12.2 Image.Colortable







CLASS 

Image.Colortable




DESCRIPTION 


This object keeps colortable information,
mostly for image re-coloring (quantization).


The object has color reduction, quantisation,
mapping and dithering capabilities.







SEE ALSO 

Image, Image.Image, Image.Font and Image.GIF







METHOD 

Image.Colortable.create,
Image.Colortable.add




SYNTAX 


void create()

	void create(array(array(int)) colors)

	void create(object(Image.Image) image, int number)

	void create(object(Image.Image) image, int number, array(array(int)) needed)

	void create(int r, int g, int b)

	void create(int r, int g, int b,  array(int) from1, array(int) to1, int steps1,  ...,  array(int) fromn, array(int) ton, int stepsn)

	object add(array(array(int)) colors)

	object add(object(Image.Image) image, int number)

	object add(object(Image.Image) image, int number, array(array(int)) needed)

	object add(int r, int g, int b)

	object add(int r, int g, int b,  array(int) from1, array(int) to1, int steps1,  ...,  array(int) fromn, array(int) ton, int stepsn)






DESCRIPTION 


create initiates a colortable object.
Default is that no colors are in the colortable.


add takes the same argument(s) as
create, thus adding colors to the colortable.


The colortable is mostly a list of colors,
or more advanced, colors and weight.


The colortable could also be a colorcube, with or
without additional scales. A colorcube is the by-far
fastest way to find colors.


Example:

ct=colortable(my_image,256); // the best 256 colors
ct=colortable(my_image,256,({0,0,0})); // black and the best other 255


ct=colortable(({({0,0,0}),({255,255,255})})); // black and white


ct=colortable(6,7,6); // a colortable of 252 colors
ct=colortable(7,7,5, ({0,0,0}),({255,255,255}),11);
// a colorcube of 245 colors, and a greyscale of the rest -> 256









ARGUMENTS 

argument(s)description

	

array(array(int)) colors

list of colors


	

object(Image.Image) image

source image


	

int number

number of colors to get from the image


0 (zero) gives all colors in the image.


Default value is 256.


	

array(array(int)) needed

needed colors (to optimize selection of others to these given)

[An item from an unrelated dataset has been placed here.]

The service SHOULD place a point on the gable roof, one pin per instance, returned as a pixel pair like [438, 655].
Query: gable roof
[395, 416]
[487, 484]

this will add to the total number of colors (see argument 'number')


	

int r

int g

int b

size of sides in the colorcube, must (of course) be equal
or larger than 2 - if smaller, the cube is ignored (no colors).
This could be used to have only scales (like a greyscale)
in the output.


	

array(int) fromi

array(int) toi

int stepi

This is to add the possibility of adding a scale
of colors to the colorcube; for instance a grayscale
using the arguments ({0,0,0}),({255,255,255}),17,
adding a scale from black to white in 17 or more steps.


Colors already in the cube is used again to add the number
of steps, if possible.


The total number of colors in the table is therefore
r*b*g+step1+...+stepn.









NOTE 


max hash size is (probably, set by a #define)
32768 entries, giving
maybe half that number of colors as maximum.









METHOD 

Image.Colortable.cast




SYNTAX 


object cast(string to)






DESCRIPTION 


cast the colortable to an array or mapping,
the array consists of Image.Color objects
and are not in index order. The mapping consists of
index:Image.Color pairs, where index is
the index (int) of that color.


example: (mapping)Image.Colortable(img)







ARGUMENTS 

argument(s)description

	

string to

must be "string", "array" or "mapping".












METHOD 

Image.Colortable.corners




SYNTAX 


array(object) corners()






DESCRIPTION 


Gives the eight corners in rgb colorspace as an array.
The "black" and "white" corners are the first two.









METHOD 

Image.Colortable.cubicles




SYNTAX 


object cubicles()

	object cubicles(int r, int g, int b)

	object cubicles(int r, int g, int b, int accuracy)






DESCRIPTION 


Set the colortable to use the cubicles algorithm to lookup
the closest color. This is a mostly very fast and very
accurate way to find the correct color, and the default
algorithm.



The colorspace is divided in small cubes, each cube
containing the colors in that cube. Each cube then gets
a list of the colors in the cube, and the closest from
the corners and midpoints between corners.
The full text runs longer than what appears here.